The people of the state understood it too, and the blowback was so quick and fierce that it was immediately dropped from budget considerations before the bill hit the floor of either house of the Legislature. Later, we found out that the offices of Governor Scott Walker, Assembly Speaker Robbin’ Vos and Senate GOP leader Scott Fitzgerald all had parts in molding the proposed changes to the Open Records Law….using emails obtained under the Open Records Law.

However, the heat of the 2016 presidential election soon followed, and it allowed much of this fiasco to fall down the memory hole for many Wisconsinites.
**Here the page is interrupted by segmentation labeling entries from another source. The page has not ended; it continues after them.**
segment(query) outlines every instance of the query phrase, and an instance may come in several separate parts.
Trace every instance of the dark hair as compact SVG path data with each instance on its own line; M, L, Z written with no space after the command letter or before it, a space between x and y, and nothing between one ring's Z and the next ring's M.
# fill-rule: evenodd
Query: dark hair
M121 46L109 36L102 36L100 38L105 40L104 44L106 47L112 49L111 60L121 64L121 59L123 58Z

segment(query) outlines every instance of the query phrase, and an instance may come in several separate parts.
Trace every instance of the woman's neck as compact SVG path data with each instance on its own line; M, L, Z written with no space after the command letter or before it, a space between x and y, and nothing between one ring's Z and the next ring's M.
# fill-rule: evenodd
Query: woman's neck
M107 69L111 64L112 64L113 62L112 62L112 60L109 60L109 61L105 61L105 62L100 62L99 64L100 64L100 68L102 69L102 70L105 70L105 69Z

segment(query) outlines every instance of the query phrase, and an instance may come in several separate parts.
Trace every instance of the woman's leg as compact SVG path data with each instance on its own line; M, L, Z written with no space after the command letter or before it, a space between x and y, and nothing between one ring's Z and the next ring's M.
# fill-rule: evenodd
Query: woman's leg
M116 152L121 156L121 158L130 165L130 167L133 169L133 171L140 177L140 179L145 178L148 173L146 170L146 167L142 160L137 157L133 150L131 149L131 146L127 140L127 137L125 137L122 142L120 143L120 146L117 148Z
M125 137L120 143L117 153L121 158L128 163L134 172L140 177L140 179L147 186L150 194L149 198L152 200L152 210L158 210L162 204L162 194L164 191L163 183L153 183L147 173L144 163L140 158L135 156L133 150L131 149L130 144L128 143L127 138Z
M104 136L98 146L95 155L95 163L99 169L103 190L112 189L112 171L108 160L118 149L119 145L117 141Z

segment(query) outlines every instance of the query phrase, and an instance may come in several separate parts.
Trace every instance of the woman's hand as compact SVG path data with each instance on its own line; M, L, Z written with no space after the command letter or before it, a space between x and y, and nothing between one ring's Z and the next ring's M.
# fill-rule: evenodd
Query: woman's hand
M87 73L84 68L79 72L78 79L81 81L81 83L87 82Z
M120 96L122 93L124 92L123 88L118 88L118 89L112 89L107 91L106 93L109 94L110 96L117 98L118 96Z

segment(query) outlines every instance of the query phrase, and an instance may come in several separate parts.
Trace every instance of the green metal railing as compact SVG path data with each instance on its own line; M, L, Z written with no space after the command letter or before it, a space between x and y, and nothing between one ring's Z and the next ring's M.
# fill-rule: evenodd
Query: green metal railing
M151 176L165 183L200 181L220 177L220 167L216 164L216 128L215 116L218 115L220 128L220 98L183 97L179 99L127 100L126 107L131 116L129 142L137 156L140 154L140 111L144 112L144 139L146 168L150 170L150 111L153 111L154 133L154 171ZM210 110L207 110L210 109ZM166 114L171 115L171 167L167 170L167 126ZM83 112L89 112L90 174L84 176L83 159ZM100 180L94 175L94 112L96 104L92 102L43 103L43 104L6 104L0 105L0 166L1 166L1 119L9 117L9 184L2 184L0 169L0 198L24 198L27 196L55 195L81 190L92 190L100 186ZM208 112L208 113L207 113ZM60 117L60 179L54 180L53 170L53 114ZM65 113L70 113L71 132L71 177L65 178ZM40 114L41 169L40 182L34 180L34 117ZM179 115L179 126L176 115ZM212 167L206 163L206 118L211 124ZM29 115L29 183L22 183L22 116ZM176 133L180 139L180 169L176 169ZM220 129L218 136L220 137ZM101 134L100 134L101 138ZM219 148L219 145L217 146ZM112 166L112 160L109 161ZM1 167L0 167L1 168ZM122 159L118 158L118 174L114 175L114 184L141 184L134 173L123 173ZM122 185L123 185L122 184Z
Flash ahead to today, and let’s see what happened to the 12 Joint Finance Republicans who UNANIMOUSLY voted to try to wreck the Open Records Law 3 years ago.

The answer - 10 of the 12 are still in office today, and some are trying to get electoral promotions this Fall.

Senator Alberta Darling (Still Co-Chair)

Representative John Nygren (Still Co-Chair)

Representative Dale Kooyenga (trying to get promoted to State Senate in November)

Senator Luther Olsen

Senator Sheila Harsdorf (now Wisconsin Secretary of Agriculture)

Senator Leah Vukmir (trying to get promoted to US Senate in November)

Senator Tom Tiffany

Senator Howard Marklein

Representative Amy Loudenbeck

Representative Dean Knudson (Now chairs the Wisconsin Elections Commission)

Representative Michael Schraa

Representative Mary Czaja (now Mary Felzkowski)

Amazingly, NONE of the 12 Republicans have ever paid an electoral price for their roles in their attempts to strangle the public’s right to know. And 10 of the 12 current Republican legislators mentioned are up for election this Fall in some form.

And make no mistake, if the voters of this state are foolish enough to keep the GOP in power in both the Legislature and in the Governor’s Office, they will make a similar effort to hide even more information and accountability from the public. Much like how Paul Ryan and Mitch McConnell and Donald Trump are trying to obstruct and cover up information relating to the Trump-Russia investigation in Congress today.

This is who Republicans are, and what they do, but they won’t tell you that in public. Dems better step up and keep this issue of “open government, accountability and oversight” in front of the public during the next 4 months of their campaigns (if not, they are committing major malpractice).

It is well past time for Wisconsin voters to step up and “Drain the Swamp” of this scum in 4 months, no matter what Capitol they may be slithering around in.